Промежуток (Кузнецова) - страница 27


Ничего живого не осталось между. Метафизик – какое глупое слово! – никогда не относился ко мне всерьез.

Не упоминал обо мне на заграничных конгрессах. Не знакомил со славистами, когда они еще приезжали к нам. Считал, что я не достоин? В тот год, когда он в последний раз катался в Италию, я получал – ни много ни мало – государственную премию за вклад.

Нет, даже не в литературу. Шире.

В отечественную культуру. Но он этого не заметил.
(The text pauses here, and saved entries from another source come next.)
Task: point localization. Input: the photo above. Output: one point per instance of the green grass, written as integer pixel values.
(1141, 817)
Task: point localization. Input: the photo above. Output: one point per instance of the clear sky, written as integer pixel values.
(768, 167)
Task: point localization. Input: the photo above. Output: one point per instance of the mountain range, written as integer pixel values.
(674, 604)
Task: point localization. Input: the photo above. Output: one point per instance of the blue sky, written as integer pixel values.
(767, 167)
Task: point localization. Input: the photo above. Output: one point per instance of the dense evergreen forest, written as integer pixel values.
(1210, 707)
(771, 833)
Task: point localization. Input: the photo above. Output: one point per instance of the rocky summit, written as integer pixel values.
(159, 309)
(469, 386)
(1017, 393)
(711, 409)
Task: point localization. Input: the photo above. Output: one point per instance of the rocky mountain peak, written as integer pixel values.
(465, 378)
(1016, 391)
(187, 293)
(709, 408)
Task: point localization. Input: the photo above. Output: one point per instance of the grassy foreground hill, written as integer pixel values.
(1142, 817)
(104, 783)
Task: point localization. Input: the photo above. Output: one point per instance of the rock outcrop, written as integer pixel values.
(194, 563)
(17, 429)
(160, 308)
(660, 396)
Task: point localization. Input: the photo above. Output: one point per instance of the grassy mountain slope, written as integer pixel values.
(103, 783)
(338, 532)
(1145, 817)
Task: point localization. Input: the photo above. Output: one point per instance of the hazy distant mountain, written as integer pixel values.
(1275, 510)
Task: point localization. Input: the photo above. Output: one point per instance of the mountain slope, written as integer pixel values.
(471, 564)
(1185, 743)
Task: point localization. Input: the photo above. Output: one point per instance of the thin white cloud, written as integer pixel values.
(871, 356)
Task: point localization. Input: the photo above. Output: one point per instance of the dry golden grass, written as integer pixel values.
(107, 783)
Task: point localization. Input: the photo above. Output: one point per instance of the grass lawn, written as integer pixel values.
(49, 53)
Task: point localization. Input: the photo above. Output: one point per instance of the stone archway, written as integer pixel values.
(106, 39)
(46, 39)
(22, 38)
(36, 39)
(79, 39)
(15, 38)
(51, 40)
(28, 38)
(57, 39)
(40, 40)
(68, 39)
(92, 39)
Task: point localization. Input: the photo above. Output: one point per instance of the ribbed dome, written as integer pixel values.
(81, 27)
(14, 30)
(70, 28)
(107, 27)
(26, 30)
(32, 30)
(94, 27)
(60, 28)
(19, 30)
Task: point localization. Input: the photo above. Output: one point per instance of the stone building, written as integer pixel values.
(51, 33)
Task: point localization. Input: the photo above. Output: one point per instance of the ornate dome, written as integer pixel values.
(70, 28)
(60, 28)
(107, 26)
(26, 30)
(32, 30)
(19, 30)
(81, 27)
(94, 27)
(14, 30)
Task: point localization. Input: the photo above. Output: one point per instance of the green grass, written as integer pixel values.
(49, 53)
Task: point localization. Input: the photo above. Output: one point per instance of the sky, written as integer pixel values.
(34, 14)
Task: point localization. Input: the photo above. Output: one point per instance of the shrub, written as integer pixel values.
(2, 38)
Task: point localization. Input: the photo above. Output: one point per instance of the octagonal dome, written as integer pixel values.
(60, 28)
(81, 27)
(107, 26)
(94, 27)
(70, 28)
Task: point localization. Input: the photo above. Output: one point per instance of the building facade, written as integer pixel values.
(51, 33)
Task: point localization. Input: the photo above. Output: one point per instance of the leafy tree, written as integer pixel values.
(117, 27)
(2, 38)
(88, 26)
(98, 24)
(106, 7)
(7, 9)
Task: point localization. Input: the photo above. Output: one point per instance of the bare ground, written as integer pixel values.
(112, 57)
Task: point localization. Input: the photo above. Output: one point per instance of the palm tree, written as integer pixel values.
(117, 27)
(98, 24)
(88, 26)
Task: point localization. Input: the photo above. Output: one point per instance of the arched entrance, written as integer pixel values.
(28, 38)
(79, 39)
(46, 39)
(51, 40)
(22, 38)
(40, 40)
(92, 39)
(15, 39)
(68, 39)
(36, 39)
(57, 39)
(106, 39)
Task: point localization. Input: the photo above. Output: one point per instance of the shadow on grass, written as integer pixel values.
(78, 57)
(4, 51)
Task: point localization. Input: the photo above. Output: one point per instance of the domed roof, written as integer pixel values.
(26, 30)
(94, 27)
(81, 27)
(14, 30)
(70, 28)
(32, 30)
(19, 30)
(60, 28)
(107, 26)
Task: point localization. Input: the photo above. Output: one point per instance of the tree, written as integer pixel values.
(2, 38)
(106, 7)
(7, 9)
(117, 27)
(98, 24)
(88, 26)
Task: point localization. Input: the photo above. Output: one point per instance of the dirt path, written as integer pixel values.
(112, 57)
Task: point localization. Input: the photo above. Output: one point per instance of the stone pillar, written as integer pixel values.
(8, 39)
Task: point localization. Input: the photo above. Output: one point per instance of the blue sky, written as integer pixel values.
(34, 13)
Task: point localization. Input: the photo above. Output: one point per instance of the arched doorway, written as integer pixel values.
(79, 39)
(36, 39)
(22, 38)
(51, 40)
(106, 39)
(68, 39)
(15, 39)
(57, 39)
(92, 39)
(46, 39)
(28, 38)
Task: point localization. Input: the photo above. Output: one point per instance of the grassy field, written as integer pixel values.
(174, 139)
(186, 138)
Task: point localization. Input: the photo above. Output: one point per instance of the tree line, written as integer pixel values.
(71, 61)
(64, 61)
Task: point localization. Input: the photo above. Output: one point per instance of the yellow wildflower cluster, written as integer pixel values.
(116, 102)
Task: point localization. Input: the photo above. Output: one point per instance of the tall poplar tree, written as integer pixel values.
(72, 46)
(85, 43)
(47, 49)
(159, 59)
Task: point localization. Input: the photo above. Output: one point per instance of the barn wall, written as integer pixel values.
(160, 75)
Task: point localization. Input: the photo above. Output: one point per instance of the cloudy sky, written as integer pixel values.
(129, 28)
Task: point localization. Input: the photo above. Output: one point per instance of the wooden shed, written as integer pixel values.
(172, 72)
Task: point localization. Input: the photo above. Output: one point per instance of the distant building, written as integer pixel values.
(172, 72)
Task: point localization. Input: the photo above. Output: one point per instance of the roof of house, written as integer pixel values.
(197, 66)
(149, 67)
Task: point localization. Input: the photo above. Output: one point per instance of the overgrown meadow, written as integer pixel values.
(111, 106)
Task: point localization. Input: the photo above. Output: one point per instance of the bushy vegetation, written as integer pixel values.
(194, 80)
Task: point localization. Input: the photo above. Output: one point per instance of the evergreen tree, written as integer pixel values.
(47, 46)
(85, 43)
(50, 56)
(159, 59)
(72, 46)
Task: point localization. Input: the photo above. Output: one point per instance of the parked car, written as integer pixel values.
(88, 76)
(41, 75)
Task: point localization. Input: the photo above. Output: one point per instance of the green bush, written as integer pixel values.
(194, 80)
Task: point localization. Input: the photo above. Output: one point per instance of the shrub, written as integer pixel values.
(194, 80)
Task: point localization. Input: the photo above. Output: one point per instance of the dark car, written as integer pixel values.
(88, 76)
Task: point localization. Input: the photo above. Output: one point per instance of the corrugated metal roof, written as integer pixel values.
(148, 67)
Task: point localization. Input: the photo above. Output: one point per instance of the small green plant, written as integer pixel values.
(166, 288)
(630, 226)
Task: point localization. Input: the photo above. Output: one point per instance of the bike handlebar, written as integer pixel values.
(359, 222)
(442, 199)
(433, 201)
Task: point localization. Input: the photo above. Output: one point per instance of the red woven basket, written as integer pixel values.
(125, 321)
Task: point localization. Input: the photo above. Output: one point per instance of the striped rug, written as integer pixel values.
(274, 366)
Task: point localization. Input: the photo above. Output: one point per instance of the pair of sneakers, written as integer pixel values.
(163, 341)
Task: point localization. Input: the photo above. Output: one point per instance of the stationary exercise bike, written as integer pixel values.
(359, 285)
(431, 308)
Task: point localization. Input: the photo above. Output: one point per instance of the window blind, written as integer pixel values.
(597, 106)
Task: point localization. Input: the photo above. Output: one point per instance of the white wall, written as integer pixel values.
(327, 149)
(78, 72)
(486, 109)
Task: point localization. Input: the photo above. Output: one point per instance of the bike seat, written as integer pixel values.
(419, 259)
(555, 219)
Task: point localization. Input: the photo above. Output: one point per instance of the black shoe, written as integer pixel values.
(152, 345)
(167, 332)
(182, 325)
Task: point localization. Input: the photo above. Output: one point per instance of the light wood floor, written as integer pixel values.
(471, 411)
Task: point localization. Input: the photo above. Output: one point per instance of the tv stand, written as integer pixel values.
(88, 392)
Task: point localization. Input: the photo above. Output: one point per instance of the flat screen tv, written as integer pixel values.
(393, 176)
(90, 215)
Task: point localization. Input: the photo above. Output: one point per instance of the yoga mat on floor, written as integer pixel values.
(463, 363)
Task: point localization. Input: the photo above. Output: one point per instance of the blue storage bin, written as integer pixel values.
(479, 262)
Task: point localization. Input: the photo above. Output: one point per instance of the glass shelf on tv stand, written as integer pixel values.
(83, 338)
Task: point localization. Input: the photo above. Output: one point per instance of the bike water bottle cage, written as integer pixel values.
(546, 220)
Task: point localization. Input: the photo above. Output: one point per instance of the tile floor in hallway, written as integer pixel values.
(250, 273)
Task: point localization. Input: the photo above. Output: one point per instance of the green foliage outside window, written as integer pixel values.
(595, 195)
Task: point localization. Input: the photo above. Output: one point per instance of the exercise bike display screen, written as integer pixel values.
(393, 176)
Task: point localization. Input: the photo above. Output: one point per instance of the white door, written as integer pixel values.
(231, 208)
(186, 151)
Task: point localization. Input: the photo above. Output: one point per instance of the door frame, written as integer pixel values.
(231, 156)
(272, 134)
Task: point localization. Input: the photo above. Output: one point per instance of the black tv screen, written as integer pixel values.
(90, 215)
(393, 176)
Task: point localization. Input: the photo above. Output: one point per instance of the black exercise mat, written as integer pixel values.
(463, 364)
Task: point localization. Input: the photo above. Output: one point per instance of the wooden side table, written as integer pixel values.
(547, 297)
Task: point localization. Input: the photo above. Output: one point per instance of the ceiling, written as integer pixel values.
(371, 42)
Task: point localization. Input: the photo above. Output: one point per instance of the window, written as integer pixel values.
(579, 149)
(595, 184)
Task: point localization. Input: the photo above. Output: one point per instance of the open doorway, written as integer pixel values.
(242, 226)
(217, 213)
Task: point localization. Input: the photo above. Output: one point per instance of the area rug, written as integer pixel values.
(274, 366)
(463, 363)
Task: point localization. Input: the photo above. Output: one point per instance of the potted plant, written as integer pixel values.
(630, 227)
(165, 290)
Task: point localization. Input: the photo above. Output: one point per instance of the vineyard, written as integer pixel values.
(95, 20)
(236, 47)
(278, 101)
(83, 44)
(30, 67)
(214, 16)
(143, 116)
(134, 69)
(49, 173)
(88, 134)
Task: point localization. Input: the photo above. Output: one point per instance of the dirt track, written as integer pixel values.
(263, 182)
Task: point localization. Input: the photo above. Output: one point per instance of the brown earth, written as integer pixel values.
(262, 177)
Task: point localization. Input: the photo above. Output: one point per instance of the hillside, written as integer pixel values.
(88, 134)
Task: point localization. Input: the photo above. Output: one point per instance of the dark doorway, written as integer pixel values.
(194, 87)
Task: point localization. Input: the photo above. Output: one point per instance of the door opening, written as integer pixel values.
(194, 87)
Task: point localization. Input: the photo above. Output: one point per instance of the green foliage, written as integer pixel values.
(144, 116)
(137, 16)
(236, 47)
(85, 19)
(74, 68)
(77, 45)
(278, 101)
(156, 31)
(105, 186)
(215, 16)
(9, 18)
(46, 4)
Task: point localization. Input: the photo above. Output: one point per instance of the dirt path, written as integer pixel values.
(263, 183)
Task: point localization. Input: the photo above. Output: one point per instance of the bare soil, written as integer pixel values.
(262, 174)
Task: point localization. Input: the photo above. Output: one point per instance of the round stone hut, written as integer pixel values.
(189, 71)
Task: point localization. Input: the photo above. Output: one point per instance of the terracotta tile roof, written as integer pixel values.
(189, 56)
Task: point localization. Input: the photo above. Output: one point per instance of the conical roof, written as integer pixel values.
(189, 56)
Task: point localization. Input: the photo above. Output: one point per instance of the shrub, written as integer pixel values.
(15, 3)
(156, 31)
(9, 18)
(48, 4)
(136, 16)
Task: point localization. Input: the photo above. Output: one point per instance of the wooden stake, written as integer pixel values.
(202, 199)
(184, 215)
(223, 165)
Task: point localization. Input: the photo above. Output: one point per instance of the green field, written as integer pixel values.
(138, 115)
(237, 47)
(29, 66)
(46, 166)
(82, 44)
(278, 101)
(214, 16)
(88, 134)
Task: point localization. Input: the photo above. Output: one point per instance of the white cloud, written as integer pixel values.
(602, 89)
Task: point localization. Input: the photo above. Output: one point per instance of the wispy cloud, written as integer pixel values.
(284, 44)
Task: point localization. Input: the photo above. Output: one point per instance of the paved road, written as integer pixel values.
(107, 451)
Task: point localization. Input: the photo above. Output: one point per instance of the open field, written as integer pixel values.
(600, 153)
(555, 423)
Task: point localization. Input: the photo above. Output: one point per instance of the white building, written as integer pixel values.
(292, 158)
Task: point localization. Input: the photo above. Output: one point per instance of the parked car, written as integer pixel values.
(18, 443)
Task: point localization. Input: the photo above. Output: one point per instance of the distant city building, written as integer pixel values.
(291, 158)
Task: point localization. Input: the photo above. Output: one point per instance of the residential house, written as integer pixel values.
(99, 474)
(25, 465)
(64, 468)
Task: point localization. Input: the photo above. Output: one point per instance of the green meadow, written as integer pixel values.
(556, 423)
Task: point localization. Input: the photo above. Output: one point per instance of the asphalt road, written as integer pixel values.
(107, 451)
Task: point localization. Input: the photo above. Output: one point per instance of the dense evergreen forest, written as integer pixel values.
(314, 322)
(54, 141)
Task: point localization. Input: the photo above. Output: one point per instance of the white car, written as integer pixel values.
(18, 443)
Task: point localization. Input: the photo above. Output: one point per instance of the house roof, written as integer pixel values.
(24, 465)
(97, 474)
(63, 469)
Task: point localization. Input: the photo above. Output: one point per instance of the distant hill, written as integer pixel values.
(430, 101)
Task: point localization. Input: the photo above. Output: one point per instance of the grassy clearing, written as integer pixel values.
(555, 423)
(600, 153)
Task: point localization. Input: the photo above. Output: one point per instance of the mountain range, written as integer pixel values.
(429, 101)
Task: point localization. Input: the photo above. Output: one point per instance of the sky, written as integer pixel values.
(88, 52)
Это не имело для него значения.


Не думаю, что он продвигал и собственных учеников. Да он почти не пускал их к себе! А они толпились. Вульгарные паломничества. Мне казалось, он специально создавал эту очередь, этот ажиотаж вокруг своей персоны. Позиция недоступного гуру – эффективный пиар.

И предурацкий. Меня тошнит от этого. Если я и хотел ученика, то лишь одного.


А я хотел. Мне привезли из города дурные вести: не смогли найти владельца сумки М. Ушакова, десятиклассника, чьи странные тексты поверх задачек по алгебре («Велосипедист выехал из пункта А в пункт Б со скоростью…») сбили мою уверенность в том, что поэзии больше нет. Я впервые усомнился в этом. Мне нужен этот мальчик! Уж не родственник ли он нашего советника по культуре Павла Сергеевича? Мне неловко спросить – да и опасно это. Впрочем, фамилия распространенная. Искать, искать. Сумка осталась. Велосипедист исчез. Выехав из пункта А, ни в какой другой не попал.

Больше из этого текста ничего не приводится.